SEPTEMBER 3, 2019 BY SUZIE ROMIG
Opinion Column from the Colorado Sun
Carman: Emi Cooper, Greta Thunberg – our best hope for the future … if there is one
Special to The Colorado Sun
I passed a large house with three air conditioners roaring outside as if there were no tomorrow and wondered if maybe there isn’t.
Ironically, it was the same day that Greta Thunberg posted on social media that in the distance she could see the lights of New York City after a two-week-long trip across the Atlantic aboard a zero-carbon yacht.
The 16-year-old climate activist was traveling from her home in Sweden to speak to the United Nations Climate Action Summit on Sept. 23. She refuses to travel by air because of the high carbon emissions from modern aircraft.
When she was 11, devastated by what she was learning about the climate crisis and global inaction to address it, Thunberg became so depressed she quit eating and talking. Her weight dropped 10 kilos. Her parents sought medical help.
She decided to take action.
Last year, she launched a global protest movement of students who are striking school on Fridays and vowing to continue until world leaders take meaningful action. The Fridays for Future strikes spread all over the world via social media in dozens of languages.
A new generation had found its voice.
One of the young people inspired by Thunberg is Emi Cooper, a junior at Steamboat Springs High School, who stood before a couple hundred people at a recent rally outside of the Routt County Courthouse and rocked the crowd.
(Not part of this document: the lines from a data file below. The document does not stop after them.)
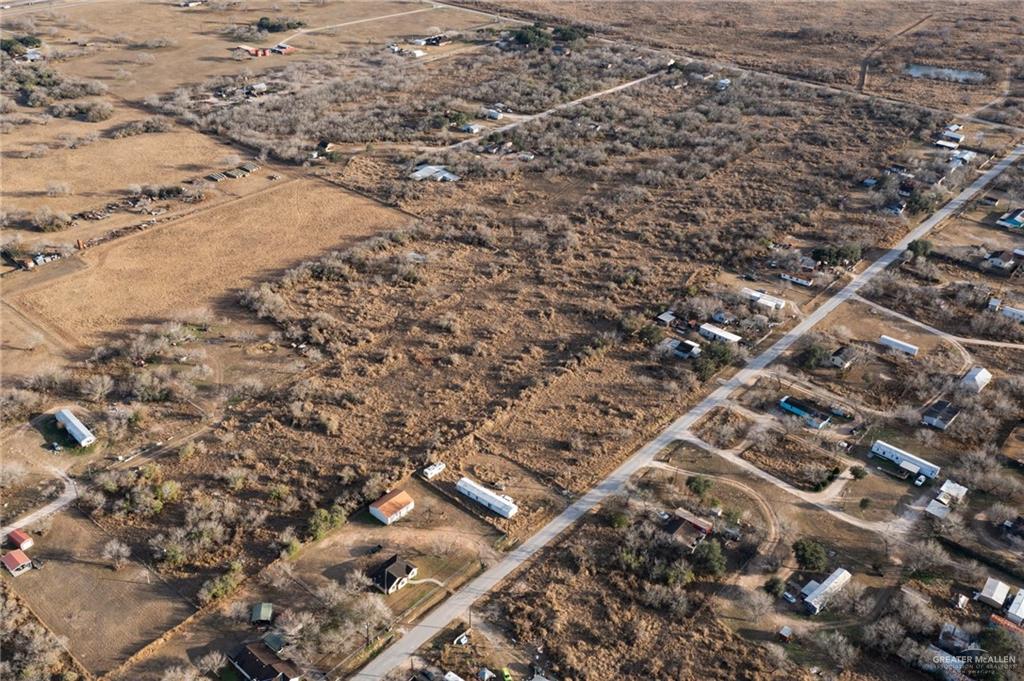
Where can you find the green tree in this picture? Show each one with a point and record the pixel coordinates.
(810, 555)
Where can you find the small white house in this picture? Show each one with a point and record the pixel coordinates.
(500, 504)
(820, 596)
(897, 344)
(994, 593)
(711, 332)
(75, 428)
(433, 470)
(976, 379)
(392, 507)
(1015, 612)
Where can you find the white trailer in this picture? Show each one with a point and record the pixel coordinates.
(905, 459)
(711, 332)
(897, 344)
(764, 299)
(500, 504)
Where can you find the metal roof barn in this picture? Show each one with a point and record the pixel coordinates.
(75, 428)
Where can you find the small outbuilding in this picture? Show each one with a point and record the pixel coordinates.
(976, 379)
(262, 613)
(994, 593)
(392, 507)
(16, 562)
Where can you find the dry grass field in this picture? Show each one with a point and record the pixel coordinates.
(105, 614)
(205, 259)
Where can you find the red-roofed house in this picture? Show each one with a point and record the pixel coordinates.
(16, 562)
(19, 539)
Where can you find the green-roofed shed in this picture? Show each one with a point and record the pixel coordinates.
(262, 613)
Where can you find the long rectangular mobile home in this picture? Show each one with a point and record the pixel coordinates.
(835, 583)
(500, 504)
(897, 344)
(75, 428)
(899, 457)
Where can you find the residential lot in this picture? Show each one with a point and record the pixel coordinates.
(522, 254)
(107, 615)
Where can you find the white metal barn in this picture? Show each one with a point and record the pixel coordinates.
(977, 379)
(818, 598)
(897, 344)
(500, 504)
(75, 428)
(904, 459)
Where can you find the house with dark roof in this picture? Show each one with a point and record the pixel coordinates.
(393, 575)
(256, 662)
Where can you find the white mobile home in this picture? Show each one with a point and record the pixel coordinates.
(75, 428)
(905, 460)
(1016, 610)
(764, 299)
(976, 379)
(897, 344)
(994, 593)
(711, 332)
(500, 504)
(818, 598)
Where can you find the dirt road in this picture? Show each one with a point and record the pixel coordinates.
(398, 653)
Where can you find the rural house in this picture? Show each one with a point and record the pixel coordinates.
(819, 597)
(256, 662)
(392, 507)
(711, 332)
(500, 504)
(75, 428)
(911, 464)
(16, 562)
(393, 575)
(19, 540)
(940, 415)
(976, 379)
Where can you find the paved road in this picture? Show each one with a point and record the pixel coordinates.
(455, 607)
(567, 104)
(956, 340)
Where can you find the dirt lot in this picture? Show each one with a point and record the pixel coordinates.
(204, 259)
(784, 37)
(107, 615)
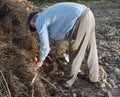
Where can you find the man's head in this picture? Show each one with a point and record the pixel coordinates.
(31, 21)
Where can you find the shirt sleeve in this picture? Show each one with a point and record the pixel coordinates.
(44, 43)
(42, 30)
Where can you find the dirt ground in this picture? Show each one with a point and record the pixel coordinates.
(18, 47)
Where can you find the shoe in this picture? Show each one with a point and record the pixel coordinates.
(83, 76)
(66, 86)
(96, 84)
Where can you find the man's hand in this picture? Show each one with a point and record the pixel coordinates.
(38, 65)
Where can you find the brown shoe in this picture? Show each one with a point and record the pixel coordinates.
(83, 76)
(66, 86)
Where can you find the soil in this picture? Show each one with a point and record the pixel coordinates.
(18, 47)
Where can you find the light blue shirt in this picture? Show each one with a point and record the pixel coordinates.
(55, 23)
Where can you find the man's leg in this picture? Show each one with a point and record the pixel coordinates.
(92, 59)
(79, 45)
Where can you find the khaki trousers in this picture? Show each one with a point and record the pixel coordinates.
(82, 41)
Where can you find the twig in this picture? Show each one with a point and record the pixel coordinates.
(6, 83)
(48, 82)
(33, 80)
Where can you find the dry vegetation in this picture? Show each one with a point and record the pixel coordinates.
(18, 47)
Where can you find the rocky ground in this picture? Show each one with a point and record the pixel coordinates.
(18, 47)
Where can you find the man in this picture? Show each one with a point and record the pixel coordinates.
(73, 22)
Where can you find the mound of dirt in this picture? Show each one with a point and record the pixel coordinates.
(18, 47)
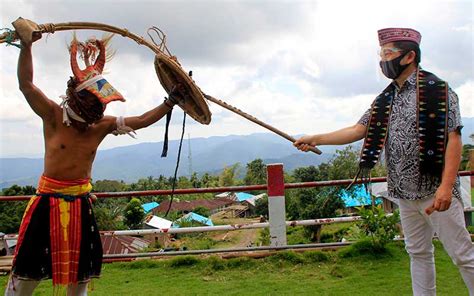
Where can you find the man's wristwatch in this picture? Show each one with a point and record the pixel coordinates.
(168, 102)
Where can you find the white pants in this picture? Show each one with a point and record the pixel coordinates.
(17, 287)
(419, 230)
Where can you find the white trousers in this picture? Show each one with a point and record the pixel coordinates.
(419, 230)
(17, 287)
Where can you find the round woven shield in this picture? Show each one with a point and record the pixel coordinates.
(171, 74)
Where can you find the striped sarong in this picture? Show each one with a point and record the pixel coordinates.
(58, 235)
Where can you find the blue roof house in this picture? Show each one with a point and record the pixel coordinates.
(241, 196)
(193, 217)
(358, 197)
(149, 206)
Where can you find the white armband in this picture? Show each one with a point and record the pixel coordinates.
(123, 129)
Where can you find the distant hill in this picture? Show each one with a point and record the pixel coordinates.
(129, 163)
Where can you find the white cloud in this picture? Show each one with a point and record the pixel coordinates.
(465, 93)
(301, 66)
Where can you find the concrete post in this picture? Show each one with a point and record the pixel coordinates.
(276, 205)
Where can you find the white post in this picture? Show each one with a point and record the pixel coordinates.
(276, 204)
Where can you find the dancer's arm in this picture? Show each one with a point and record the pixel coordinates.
(40, 104)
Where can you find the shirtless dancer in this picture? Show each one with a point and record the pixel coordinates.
(58, 237)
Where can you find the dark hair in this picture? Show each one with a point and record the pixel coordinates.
(408, 46)
(84, 103)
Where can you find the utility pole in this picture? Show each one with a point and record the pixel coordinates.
(190, 159)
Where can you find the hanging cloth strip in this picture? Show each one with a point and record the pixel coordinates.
(432, 95)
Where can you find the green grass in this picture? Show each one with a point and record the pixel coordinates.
(286, 273)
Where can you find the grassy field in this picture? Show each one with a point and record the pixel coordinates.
(286, 273)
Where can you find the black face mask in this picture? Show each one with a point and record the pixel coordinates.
(392, 69)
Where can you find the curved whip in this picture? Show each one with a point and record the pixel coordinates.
(257, 121)
(50, 28)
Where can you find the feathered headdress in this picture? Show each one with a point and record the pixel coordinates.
(94, 54)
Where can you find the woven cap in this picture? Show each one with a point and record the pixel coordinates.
(398, 34)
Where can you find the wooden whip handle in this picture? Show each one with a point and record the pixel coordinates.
(255, 120)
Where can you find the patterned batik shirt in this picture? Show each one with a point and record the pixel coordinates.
(402, 148)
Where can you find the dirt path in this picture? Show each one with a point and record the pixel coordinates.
(239, 238)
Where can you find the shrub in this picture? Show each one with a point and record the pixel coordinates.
(379, 227)
(315, 256)
(184, 261)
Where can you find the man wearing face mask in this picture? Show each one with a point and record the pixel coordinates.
(416, 119)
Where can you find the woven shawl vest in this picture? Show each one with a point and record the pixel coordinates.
(432, 114)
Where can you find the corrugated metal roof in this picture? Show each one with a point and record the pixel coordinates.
(358, 197)
(150, 206)
(158, 222)
(196, 217)
(241, 196)
(189, 206)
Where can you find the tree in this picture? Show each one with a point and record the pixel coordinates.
(196, 183)
(261, 207)
(307, 174)
(109, 186)
(134, 214)
(256, 172)
(314, 204)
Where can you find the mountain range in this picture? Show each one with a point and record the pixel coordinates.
(212, 155)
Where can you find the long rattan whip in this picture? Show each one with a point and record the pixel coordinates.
(50, 28)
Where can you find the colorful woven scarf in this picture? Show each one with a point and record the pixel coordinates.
(432, 95)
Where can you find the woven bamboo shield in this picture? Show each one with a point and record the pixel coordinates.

“The Stand for Public Lands rally was my first time speaking before a group bigger than my class of about 20 people,” said the 16-year-old. “I thought I would be more nervous than I was,” which from all appearances was not at all.
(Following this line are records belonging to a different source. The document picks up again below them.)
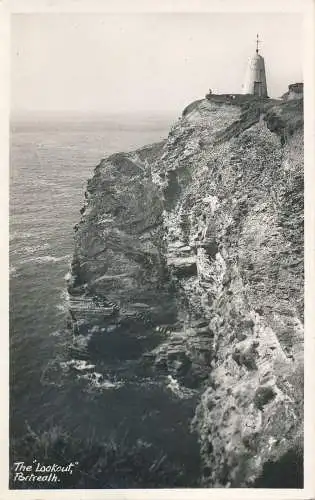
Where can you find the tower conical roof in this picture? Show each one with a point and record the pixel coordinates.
(255, 79)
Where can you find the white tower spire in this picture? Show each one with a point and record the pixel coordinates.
(255, 78)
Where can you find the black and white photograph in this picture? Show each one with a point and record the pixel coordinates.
(156, 249)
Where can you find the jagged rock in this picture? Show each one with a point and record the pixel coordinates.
(206, 230)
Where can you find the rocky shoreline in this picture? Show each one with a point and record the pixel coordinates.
(189, 254)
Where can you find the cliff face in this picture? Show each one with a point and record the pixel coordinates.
(194, 247)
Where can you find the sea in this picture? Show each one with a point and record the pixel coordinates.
(51, 159)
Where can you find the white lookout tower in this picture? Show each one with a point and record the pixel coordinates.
(255, 79)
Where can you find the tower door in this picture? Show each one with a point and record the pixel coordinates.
(257, 88)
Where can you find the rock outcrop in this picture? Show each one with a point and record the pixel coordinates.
(191, 252)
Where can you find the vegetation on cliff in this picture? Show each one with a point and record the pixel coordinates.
(196, 245)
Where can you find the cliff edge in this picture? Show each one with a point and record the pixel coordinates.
(189, 255)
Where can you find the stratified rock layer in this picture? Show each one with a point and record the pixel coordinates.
(200, 238)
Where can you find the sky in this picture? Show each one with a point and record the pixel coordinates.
(123, 63)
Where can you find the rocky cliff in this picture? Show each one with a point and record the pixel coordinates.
(189, 257)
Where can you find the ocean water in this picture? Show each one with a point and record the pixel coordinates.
(50, 163)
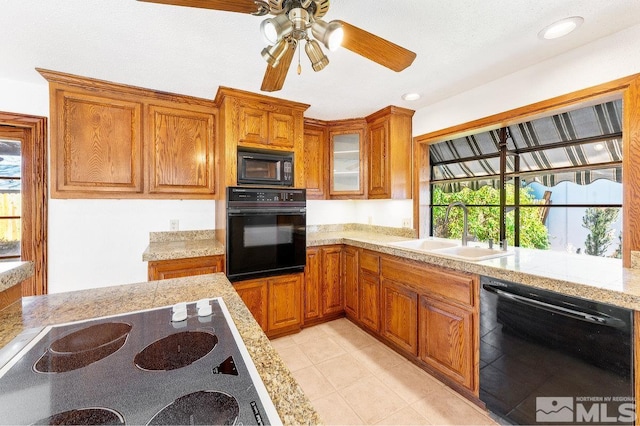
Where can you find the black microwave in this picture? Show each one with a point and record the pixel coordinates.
(265, 168)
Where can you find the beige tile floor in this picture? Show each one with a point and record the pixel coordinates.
(351, 378)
In addition to speaking publicly, Cooper is doing all those swell things that patronizing adults suggest kids do when they set out to change the world.
She’s mobilizing students at her school to expand recycling programs, reduce plastic waste and turn off lights in empty classrooms. She’s meeting with city council members and county commissioners to advocate for building codes that mandate sustainable housing and businesses. She’s trying to raise public awareness.
It’s nowhere near enough, though, and nobody knows that better than Cooper.
“One big part of climate change gets glazed over all the time,” she said. “A lot of people focus on individual actions, like using plastic or whether you eat meat or dairy.”
It makes people feel good, and those efforts are fine as far as they go, she said, but it’s not nearly far enough.
“Seventy-one percent of all emissions are produced by 100 corporations,” Cooper said, “and the U.S. military is our biggest emitter of greenhouse gases.
“It’s systemic change that’s needed, not just individual change. We need big, bold actions and our current political system is not working for what we really need.”
In fact, it’s working against it.
We’re running out of time, and that worries Cooper.
“Climate change and our political system overall are on my mind all the time,” she said. “I wonder what kind of future this generation is leaving for me. I don’t even think about having kids because I think the future I would leave them would be kind of a mess.”
Even the leaders who call for actions that some think are unrealistic are failing miserably, she said.
“All these policies to get off coal and gas by 2050 … they’re too little and too late for my generation. We can’t wait.”
Cooper has not been school-striking, as it is called. Instead, each Friday from 5 to 6:30 p.m. she joins a group of fellow activists outside the county courthouse to rally support for aggressive climate action.
“Adults may not think we’re as educated as they are and many may not yet take us seriously, but for young people, this is really scary,” she said.
It’s overwhelming to think about what the planet will be like in 50 years, and, as Thunberg says, without action there is no hope for young people.
So, underestimate this generation at your own peril. The old guard thinks it has all the power and doesn’t even see them coming. But momentum is building behind Thunberg and Cooper and all the rest.
An international climate school strike is scheduled for Sept. 20, three days before the U.N. Climate Action Summit, and Cooper will be working hard to build participation across Colorado and get the urgency of her climate action message to reverberate from Steamboat Springs to Sao Paulo, Singapore, Sarajevo, Sydney and on and on.
Cooper and millions of other young people follow Greta Thunberg on social media and have bookmarked her remarkable Ted Talk. Thunberg is a role model of poise, intelligence and courage for them at a time when world leaders appear so utterly weak and feckless.
“We’re not taught in school about how to bring about systemic change through our government,” Cooper said. “That means it’s up to us to figure it out.”
Godspeed, Emi. We’re counting on you.
Diane Carman is a Denver communications consultant.